Important Facts for the Foreign Visitor

Johannesburg

In 1886 one George Harrison stumbled upon an outcrop of Quartz.  He sampled a section which turned out was the only surface outcrop of one of the richest gold reefs in the world.  He pegged the first claim on the reef, later sold it for 10 pounds and vanished without a trace.  Today the site where Harrison made his discovery is known as George Harrison Park.  This, apart from Harrison Street in Central Johannesburg, is all that remains of his memory.

Prospectors and fortune seekers poured in and the shanty town that sprang up continued to keep on growing.  In less than 100 years, Johannesburg has become the powerhouse of Africa.

The Witwatersrand has some of the deepest gold mines in the world, going down as deep as 4000 meters, which is in turn, about 2000 meters below sea-level!  These mines employ around 500 000 people and it takes a ton of rock to yield about 15 grams of gold.

The City is well served with museums, theatres, sport venues and green belts.  Gold Reef City is a replica of the early days of Johannesburg with restaurants, shops, traditional dancing and underground trips.
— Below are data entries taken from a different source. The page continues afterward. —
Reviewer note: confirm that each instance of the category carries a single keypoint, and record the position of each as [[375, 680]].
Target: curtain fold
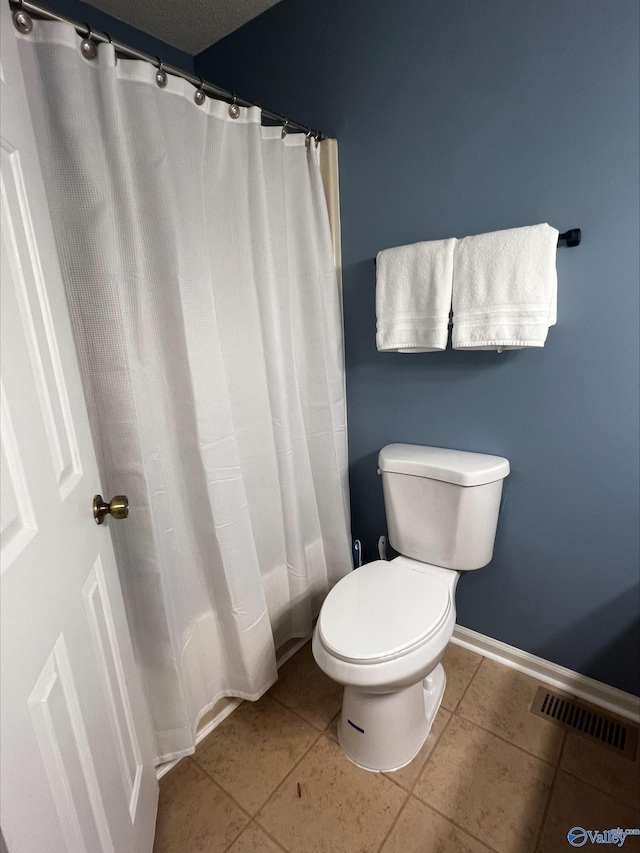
[[199, 272]]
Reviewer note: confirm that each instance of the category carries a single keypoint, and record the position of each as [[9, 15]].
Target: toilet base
[[383, 732]]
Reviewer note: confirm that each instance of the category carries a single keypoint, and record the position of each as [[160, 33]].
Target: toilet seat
[[382, 611]]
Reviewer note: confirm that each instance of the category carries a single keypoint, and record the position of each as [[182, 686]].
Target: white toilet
[[383, 629]]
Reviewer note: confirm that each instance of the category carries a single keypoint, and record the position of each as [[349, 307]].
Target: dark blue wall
[[459, 118], [97, 20]]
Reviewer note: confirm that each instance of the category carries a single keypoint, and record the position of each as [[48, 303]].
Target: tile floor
[[491, 777]]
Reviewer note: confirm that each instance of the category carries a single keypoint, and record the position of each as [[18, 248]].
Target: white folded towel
[[505, 288], [413, 296]]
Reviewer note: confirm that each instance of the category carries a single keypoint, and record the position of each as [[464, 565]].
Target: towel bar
[[571, 238]]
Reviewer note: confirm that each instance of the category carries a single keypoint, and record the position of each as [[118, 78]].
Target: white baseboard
[[229, 707], [617, 701]]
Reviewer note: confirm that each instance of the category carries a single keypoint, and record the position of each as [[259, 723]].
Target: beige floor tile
[[254, 840], [194, 814], [574, 803], [604, 769], [499, 699], [342, 809], [303, 687], [459, 665], [254, 749], [406, 776], [421, 830], [492, 789]]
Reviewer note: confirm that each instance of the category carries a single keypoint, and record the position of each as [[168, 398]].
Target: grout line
[[442, 814], [393, 822], [457, 825], [271, 837], [464, 692], [594, 787], [295, 713], [284, 779], [550, 795], [435, 746], [268, 834], [319, 735], [510, 743], [224, 790]]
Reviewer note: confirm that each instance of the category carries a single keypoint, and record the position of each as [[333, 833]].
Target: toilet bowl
[[383, 629], [382, 635]]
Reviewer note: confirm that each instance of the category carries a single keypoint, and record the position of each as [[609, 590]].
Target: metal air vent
[[595, 724]]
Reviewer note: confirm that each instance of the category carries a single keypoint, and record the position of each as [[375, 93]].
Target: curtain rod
[[25, 7]]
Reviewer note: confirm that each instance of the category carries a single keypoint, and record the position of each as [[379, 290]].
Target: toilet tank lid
[[460, 467]]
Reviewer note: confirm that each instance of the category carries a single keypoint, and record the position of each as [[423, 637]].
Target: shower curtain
[[198, 265]]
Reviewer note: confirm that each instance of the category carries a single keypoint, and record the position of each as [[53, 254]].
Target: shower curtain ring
[[234, 109], [199, 96], [161, 74], [88, 47], [22, 20]]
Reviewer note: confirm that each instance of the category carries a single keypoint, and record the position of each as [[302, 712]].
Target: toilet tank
[[442, 505]]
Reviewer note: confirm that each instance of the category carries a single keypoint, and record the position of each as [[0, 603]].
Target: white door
[[77, 769]]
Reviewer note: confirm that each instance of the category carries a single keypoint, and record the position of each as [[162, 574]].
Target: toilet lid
[[381, 611]]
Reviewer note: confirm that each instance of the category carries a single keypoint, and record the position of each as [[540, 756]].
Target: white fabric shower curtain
[[199, 271]]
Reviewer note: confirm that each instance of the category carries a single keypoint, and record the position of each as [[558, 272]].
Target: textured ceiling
[[190, 25]]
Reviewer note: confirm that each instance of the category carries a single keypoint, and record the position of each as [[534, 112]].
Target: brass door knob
[[117, 507]]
The Witwatersrand, as the area is known, is situated on the high African plateau and at an altitude of almost 2000 meters above sea-level is blessed with a pleasant climate.

Pretoria

According to oral tradition the parent tribe of the Ndebele in the area where Pretoria was later established was that of a chief called Msi (or Musi), who lived three or four centuries ago.  The river which runs through the city was called after one of Msi’s sons, Tshawane, which means little monkey or little baboon.  When the first whites arrived they took over the name and called it the Apies (Monkey or Monkeys) River.  Another theory is that they called it the Apies after the blue vervet monkeys which inhabited its banks.
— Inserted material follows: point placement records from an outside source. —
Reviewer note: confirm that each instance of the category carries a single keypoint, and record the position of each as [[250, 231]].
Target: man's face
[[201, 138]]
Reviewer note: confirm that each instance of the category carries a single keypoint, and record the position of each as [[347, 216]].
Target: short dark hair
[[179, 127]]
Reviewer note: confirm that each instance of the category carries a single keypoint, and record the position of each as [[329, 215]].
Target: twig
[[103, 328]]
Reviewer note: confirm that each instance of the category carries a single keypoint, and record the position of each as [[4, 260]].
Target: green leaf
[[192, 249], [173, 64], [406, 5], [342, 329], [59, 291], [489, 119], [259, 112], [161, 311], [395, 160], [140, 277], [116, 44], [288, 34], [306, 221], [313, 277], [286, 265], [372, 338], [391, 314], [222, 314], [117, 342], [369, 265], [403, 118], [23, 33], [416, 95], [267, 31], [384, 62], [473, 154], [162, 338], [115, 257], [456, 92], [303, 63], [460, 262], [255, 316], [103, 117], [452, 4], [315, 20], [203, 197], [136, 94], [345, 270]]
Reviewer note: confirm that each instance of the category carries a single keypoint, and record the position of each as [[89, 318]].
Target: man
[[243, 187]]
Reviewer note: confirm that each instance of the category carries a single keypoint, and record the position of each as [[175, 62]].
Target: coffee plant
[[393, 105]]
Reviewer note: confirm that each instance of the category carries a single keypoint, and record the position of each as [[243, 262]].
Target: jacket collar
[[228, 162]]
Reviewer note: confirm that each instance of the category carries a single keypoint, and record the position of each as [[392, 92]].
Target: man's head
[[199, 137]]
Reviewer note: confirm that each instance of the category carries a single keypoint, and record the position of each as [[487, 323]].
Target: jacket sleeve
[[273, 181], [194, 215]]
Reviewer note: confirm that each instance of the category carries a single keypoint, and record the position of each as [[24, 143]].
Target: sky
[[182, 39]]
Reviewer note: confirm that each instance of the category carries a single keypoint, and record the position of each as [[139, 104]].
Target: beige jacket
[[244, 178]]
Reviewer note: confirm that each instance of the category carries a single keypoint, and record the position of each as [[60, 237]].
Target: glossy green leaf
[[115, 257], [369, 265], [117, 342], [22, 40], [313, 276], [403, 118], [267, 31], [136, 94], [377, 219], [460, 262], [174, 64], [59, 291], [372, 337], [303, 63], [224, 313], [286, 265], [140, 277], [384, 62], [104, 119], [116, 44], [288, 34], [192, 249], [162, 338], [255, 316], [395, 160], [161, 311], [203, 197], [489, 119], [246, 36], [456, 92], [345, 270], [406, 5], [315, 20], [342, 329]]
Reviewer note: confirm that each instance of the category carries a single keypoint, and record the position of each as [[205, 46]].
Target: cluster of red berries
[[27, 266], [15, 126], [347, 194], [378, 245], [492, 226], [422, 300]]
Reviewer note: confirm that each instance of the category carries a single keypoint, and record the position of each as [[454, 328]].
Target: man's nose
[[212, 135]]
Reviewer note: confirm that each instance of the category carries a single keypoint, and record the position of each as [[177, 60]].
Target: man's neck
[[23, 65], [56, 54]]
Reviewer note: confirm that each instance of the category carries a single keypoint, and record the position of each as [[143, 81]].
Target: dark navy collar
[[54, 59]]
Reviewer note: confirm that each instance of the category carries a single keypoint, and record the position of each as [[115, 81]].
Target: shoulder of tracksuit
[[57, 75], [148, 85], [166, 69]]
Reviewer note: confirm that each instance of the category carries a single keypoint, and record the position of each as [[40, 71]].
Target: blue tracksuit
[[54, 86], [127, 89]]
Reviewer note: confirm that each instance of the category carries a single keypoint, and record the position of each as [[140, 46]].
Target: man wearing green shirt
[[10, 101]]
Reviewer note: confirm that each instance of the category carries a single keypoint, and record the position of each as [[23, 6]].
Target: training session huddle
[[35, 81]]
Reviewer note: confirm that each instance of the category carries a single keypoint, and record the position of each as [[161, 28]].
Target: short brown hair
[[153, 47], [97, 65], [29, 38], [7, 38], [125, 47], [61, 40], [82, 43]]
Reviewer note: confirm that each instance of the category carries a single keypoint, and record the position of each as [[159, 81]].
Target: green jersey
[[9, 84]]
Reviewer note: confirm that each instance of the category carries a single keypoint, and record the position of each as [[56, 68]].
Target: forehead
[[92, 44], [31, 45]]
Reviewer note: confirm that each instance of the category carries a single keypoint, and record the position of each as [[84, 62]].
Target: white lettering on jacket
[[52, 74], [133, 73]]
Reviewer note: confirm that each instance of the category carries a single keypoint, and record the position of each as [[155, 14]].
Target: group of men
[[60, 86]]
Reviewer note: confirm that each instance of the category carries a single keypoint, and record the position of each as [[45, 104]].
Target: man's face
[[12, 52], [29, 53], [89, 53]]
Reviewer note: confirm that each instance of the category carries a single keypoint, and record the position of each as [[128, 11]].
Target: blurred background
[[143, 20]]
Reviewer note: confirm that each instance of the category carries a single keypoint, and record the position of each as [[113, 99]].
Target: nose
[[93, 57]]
Around 1820 the Difaqane or Mfecane started, the black migration process which set into motion a period of unequalled disruption and dislocation among the black inhabitants of the highveld plateau of the interior.  It was the result of a chain reaction of attacks set into motion by several Nguni groups across the Drakensberg from the present KwaZulu-Natal in order to escape Zulu expansion.  The most important event during the Difaqane was the migration of Mzilikazi, a subservient chief of King Shaka of the Zulus, to the highveld.

The early development of Pretoria was closely associated with the political and constitutional development of the Voortrekker state north of the Vaal River.  After recognition by the British authorities of the independence of the Voortrekkers north of the Vaal River in 1852, the South African Republic remained deeply divided.  In 1853, M.W. Pretorius took over the leadership from his father, Andries Pretorius, and decided to do something about the divided state of affairs.  He bought property along the Apies River for the purpose of establishing a centrally situated capital.  The town was established on 16 November 1855, but only in 1860 was it recognized as capital.

It is a pleasant city with streets lined with beautiful Jacaranda trees.  The trees bloom in October and November and the estimated 70 000 trees in the city, descendants of two trees imported from Rio de Janeiro in Brazil, drop millions of flowers to the ground forming pools of brilliant colour.  West of Pretoria lies the large man made Hartebeespoort Dam, a much loved destination for city dwellers and a weekend retreat for the lucky few who maintain houses on the slopes of the Magaliesberg Mountains, which surrounds the dam.  The Magaliesberg is one of the oldest mountain ranges in the world, older than the Himalayas or the Alps.  Formed around 2300 million years ago, the mountains were at the edge of an ancient inland sea.

Climate

Position:  S 26° 08’ E 28° 14’

Height: 1694 meters (5500 feet) above sea level

Period: 1961 – 1990

Johannesburg has a delightfully mild climate, neither humid nor too cold for comfort. There are about six weeks of chill in mid-winter (July to August).  Summer, offering warm African sunshine followed by balmy nights, runs from October to March. The seasons are flexible, one running into the next, and summer habitually spills over into spring and autumn. The nights can be chilly, particularly in winter. Bring a jacket to wear in the evenings.  The rainy season is in summer rather than in winter. Rainstorms are often harsh accompanied by much thunder and lightning and occasional hail, but they are brief and followed by warm sunshine.